South Africa’s ruling ANC cruising to lead in national vote

A gathering of representatives of smaller parties march to take the stage to protest their claim that the elections were not free or fair, at the Independent Electoral Commission Results Center in Pretoria, South Africa Thursday, May 9, 2019. South Africans voted Wednesday in a national election and preliminary results show that the ruling African National Congress party (ANC) has an early lead in the national elections but has seen its share of the vote drop significantly. (AP Photo/Ben Curtis)

JOHANNESBURG (AP) — The ruling African National Congress is coasting to a comfortable lead in South Africa’s presidential and parliamentary elections with 80% of the vote counted, but the ongoing tally shows the party getting less support than in the previous poll five years ago.

The ANC, led by President Cyril Ramaphosa, had 57% of the vote, according to results announced by the electoral commission on Friday. This is a dip from the 62% of the total vote that it won in 2014.

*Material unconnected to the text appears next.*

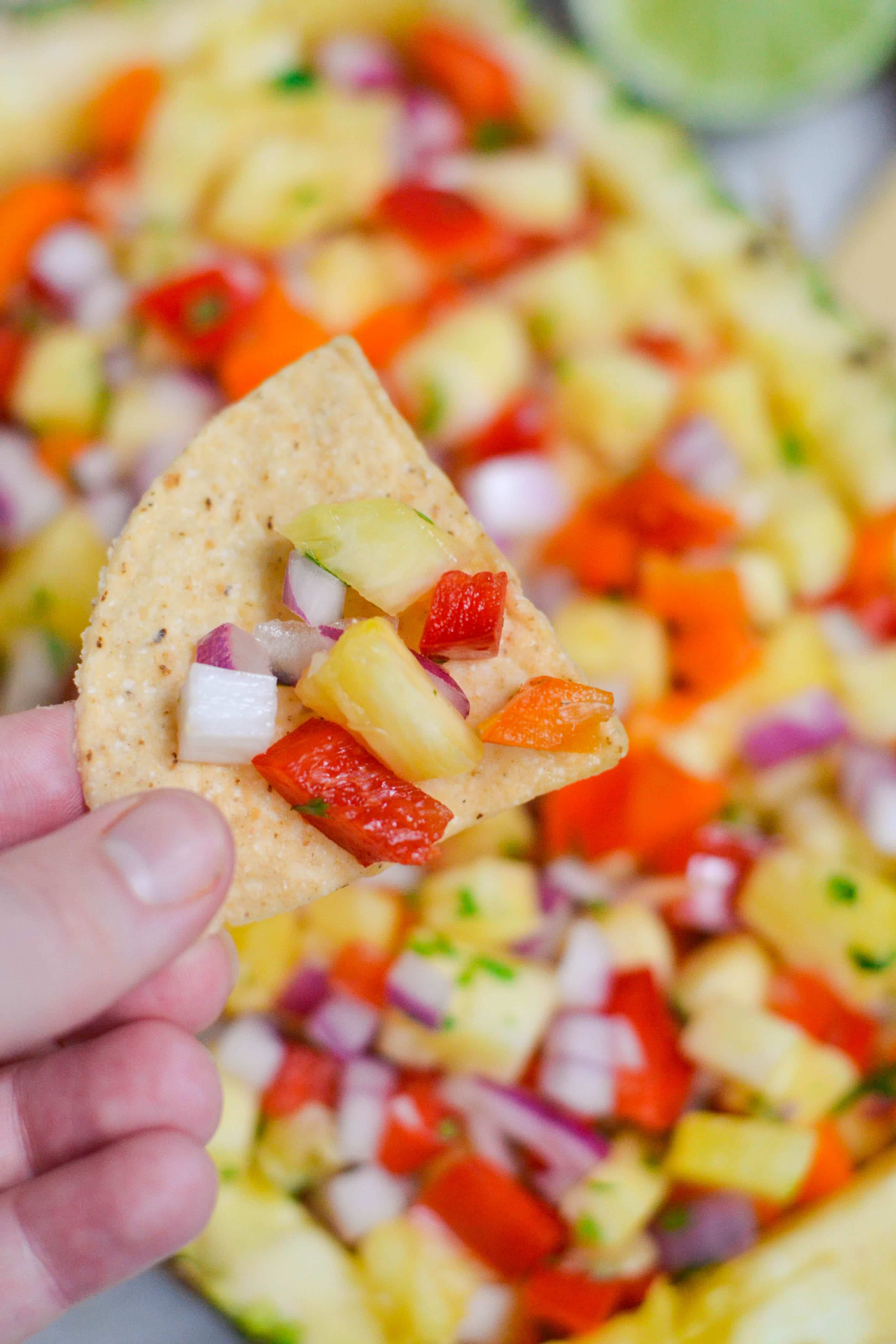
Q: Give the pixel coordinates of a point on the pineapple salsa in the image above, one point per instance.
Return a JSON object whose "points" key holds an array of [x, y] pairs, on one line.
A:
{"points": [[620, 1068]]}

The ANC’s victory, despite its reduced margin, is seen by many as a mandate for Ramaphosa to continue his work to clean up corruption in the party. In the campaign, Ramaphosa acknowledged the problem of graft in the party, which has governed South Africa since the end of apartheid 25 years ago. He vowed not to have any corrupt members in his Cabinet.

The main opposition party, the Democratic Alliance has received nearly 22% of the vote so far, about the same share it received in the last elections.

The populist, left-wing Economic Freedom Fighters increased its share of the vote from 6% to 10%.

Voter apathy also has been a factor as the turnout of eligible voters is 65%, down from 74% in the previous 2014 election.

More than 40 smaller parties also took part in the election and 31 smaller parties have together lodged a complaint with the electoral commission, complaining of irregularities and calling for an audit of the vote and a possible rerun of the election.

In South Africa, the president and parliament are not elected directly. The number of votes won by each party determines how many representatives are sent to the national 400-seat legislature. The president of the country is the leader of the party that gets the most votes.

Results from South Africa’s more remote areas are expected to trickle in, and electoral officials say final results may not be announced until Saturday.